The Mongolian government is understandably keen to maintain this positive trajectory.

In particular, it hopes that Moody’s and Standard & Poor’s will follow Fitch’s lead and upgrade it back to the B2/B/B level it commanded in 2016 when the country’s resources-led economy was coming under pressure. Fitch lifted its rating back to B in July, while the two US agencies both have their B3/B- ratings on stable outlook.

Earlier this year, former finance minister, Choijilsuren Battogtokh, told FinanceAsia that Mongolia is serious about diversifying its economy away from resources and pushing through structural reforms to underpin a ratings upgrade.

NEW REMIT

One of the most important concerns is DBM itself. It has been given a new charter and a remit to invest in profitable projects. Instead of functioning as a quasi-government ATM machine, it has been given a big capital injection and shorn of its non-performing loans.

CEO Batbayar Balgan told FinanceAsia that DBM is diversifying its loan portfolio in line with this new strategy.

“DBM's exposure to the mining sector is currently 8% compared to 30% in the past,” he commented. “We’re now financing projects like cashmere to deleverage our mining sector risk.”

The bank’s financial advisor, Florian Schmidt, added that the bond deal has also enabled DBM to put its balance sheet on a more sustainable footing.

“DBM wanted to extend the duration of its debt stock by refinancing short-dated US dollar debt and eliminate interest rate risk by switching floating into fixed rate exposure,” he commented. “Its duration adjusted cost of capital has also been reduced.”

This short-dated debt included loans from Credit Suisse and the China Development Bank, plus some short-term deposits from a group of Korean banks.

Batbayar said that DBM has been affected by the progressive withdrawal of liquidity from global financial markets. “We wanted to replace our floating rate dollar debt to ensure our borrowers aren’t negatively impacted,” he concluded.

The bank also achieved another strategic aim to expand its investor base. Bankers said that when they conducted initial price discovery, investors fell into two distinct camps.

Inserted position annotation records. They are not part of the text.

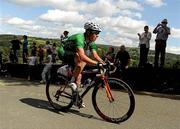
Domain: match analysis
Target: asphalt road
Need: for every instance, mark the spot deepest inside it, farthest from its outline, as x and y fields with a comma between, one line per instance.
x=23, y=105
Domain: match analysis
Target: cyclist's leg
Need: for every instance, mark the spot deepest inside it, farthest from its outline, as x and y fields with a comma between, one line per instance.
x=79, y=66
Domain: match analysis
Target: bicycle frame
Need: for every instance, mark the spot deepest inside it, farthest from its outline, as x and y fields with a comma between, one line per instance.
x=96, y=79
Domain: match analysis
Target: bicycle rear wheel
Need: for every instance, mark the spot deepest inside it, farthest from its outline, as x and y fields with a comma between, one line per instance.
x=118, y=110
x=59, y=94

“There was one camp which thought that DBM needed a 50bp to 150 premium to the sovereign and another that was looking for 200bp to 300bp,” noted one investment banker.

In the end, DBM felt confident enough to go out with initial guidance around the 175bp mark backed by strong indications of interest out of Europe. This was enough to tempt some investors from the wider pricing camp leading to a $3.2 billion final order book and allocations to 217 accounts.

Interestingly, the leads decided not to allocate any private banking demand and placement remained skewed towards Europe, notably a couple of big UK funds and dedicated frontier market funds in Scandinavia.

This resulted in a split of 37% EMEA, 39% US and 24% Asia, of which asset managers accounted for 86%, pension funds/insurers 12% and others 2%

Lead managers for the Reg S/144a bond were HSBC, JP Morgan and Morgan Stanley.